Things have changed for me, too. Firstly, I get up earlier to enjoy the few hours of the day that feature pleasant temperatures around 23° C. I’m not an early riser and by no means ready to set the alarm clock to a figure smaller than seven (which would put me in a bad mood the evening before) – but I sleep restlessly and often wake up too early on my own. To be honest, I’m even glad these days, glad when I’m awake before the alarm goes off because at 5 or 6 the air is still wonderfully refreshing. With the windows wide open I take a few deep breaths, then I air all rooms before lowering the blinds and closing the windows for good for the day to keep out the roaring heat.
In the evenings I go to bed later and later. The nights are mild, and I often spend hours lying on a deck chair on the balcony reading an eBook (I love paper books, but in some situations, eReaders are unbeatable, such as outdoors in the dark – you know: no light because of the moths and mosquitos). But there’s always a faint hope of a cool breeze. That’s why I’m waiting. And usually, I’m waiting a little longer. And suddenly it’s past midnight. The cool breeze may not have come, but by the time I’ll be tired enough to go to bed despite the heat.
Even my eating habits have changed. I skip the 3 P’s – pizza, pasta and potato fries -, even if they are of my favorites. I can’t have a heavy or hot meal right now. At the latest when the heat becomes unbearable during the afternoon I crave something refreshing straight out of the fridge. Anything that’s cooling and hydrating is welcome. First on the list is watermelon, which I store – nicely diced, by the kilo in the fridge. However, my absolute secret weapon against heat-induced dizziness is a large glass of water with lemon slices and ice cubes. I drink the water and pour fresh water over the lemon slices before I place the glass back in the fridge – this way I have a supply of fresh lemon water throughout the day.
There is a box of soft dates next to the water glass in the fridge. I have to store them there at the moment, otherwise, they would quickly go bad at room temperature. When I need something sweet against the fatigue, this is my go-to snack, especially when dunked in cashew butter. This is a quick and healthy snack. Which also happens to be delicious. Extremely delicious, by the way! Yet I admit that the dates are usually only my second choice, as the first one is not as readily available (at least not in my fridge): The amazing chocolate hemp seed pralines (see recipe below). For me, these pralines are the epitome of a perfect, sweet, small, cold delicacy. They have an elegant chocolate note, are rather soft, and melt in your mouth. Hidden inside is a yummy surprise: Slightly sour cranberries, which go wonderfully with the taste of cocoa and ground hazelnuts. Soft dates also play an important role here, because they provide the necessary sweetness – together with ripe bananas. No refined sugar is necessary, the pralines are sweet enough.

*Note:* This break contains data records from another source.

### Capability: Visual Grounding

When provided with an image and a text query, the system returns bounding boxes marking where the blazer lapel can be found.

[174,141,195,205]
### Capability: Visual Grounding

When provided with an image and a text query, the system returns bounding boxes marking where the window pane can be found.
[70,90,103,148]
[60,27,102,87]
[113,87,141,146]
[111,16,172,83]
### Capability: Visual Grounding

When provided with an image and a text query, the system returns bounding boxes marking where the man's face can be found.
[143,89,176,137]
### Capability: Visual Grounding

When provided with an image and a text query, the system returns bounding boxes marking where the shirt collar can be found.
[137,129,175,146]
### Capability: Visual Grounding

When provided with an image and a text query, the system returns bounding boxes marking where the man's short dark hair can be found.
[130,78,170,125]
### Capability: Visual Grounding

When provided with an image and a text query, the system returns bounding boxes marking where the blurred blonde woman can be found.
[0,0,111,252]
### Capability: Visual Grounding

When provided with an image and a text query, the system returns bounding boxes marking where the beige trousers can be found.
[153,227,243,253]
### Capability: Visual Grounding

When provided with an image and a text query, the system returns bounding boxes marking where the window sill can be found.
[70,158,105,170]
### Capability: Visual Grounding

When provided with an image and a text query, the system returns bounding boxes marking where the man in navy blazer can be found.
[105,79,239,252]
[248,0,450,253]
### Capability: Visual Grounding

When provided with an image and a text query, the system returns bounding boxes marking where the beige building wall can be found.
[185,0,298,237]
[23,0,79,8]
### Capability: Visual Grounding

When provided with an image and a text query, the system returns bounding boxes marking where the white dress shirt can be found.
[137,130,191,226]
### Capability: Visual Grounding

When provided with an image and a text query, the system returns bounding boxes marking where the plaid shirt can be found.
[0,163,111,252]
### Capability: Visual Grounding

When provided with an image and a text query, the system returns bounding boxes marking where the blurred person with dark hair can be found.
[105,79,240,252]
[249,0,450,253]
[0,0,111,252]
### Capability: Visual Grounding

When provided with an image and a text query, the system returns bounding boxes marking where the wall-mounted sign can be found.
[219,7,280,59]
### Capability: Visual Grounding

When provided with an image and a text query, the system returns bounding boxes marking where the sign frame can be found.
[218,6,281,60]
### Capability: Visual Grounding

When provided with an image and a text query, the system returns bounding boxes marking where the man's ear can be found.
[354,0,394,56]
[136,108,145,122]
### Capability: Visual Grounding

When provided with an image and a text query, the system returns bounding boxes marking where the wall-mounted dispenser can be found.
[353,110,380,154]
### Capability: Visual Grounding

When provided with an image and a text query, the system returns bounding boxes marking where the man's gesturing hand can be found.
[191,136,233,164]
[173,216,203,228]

Well, I just realized it’s high time I made these exquisite pralines again. But probably not today. It’s way too hot. I’d rather have a big glass of cold water with lemon slices now, and maybe I’ll join Merlin and Mim, our two smart cats. They slouch on the floor – it’s the coolest spot thanks to the tiles. The two have an unerring sense for where it’s warmest in the winter, and coolest in the summer.
Later I’ll take a watering can full of water and look out for a thirsty tree. I would thus comply with the official request to private individuals to protect the trees on public streets and squares from heat damage by providing them water. Indeed this could be fun – I’m just imagining all of my neighbors lined up with colorful cans, watering trees on the street – if it wasn’t for the phrase ‘climate change’ lurking at the back of my head.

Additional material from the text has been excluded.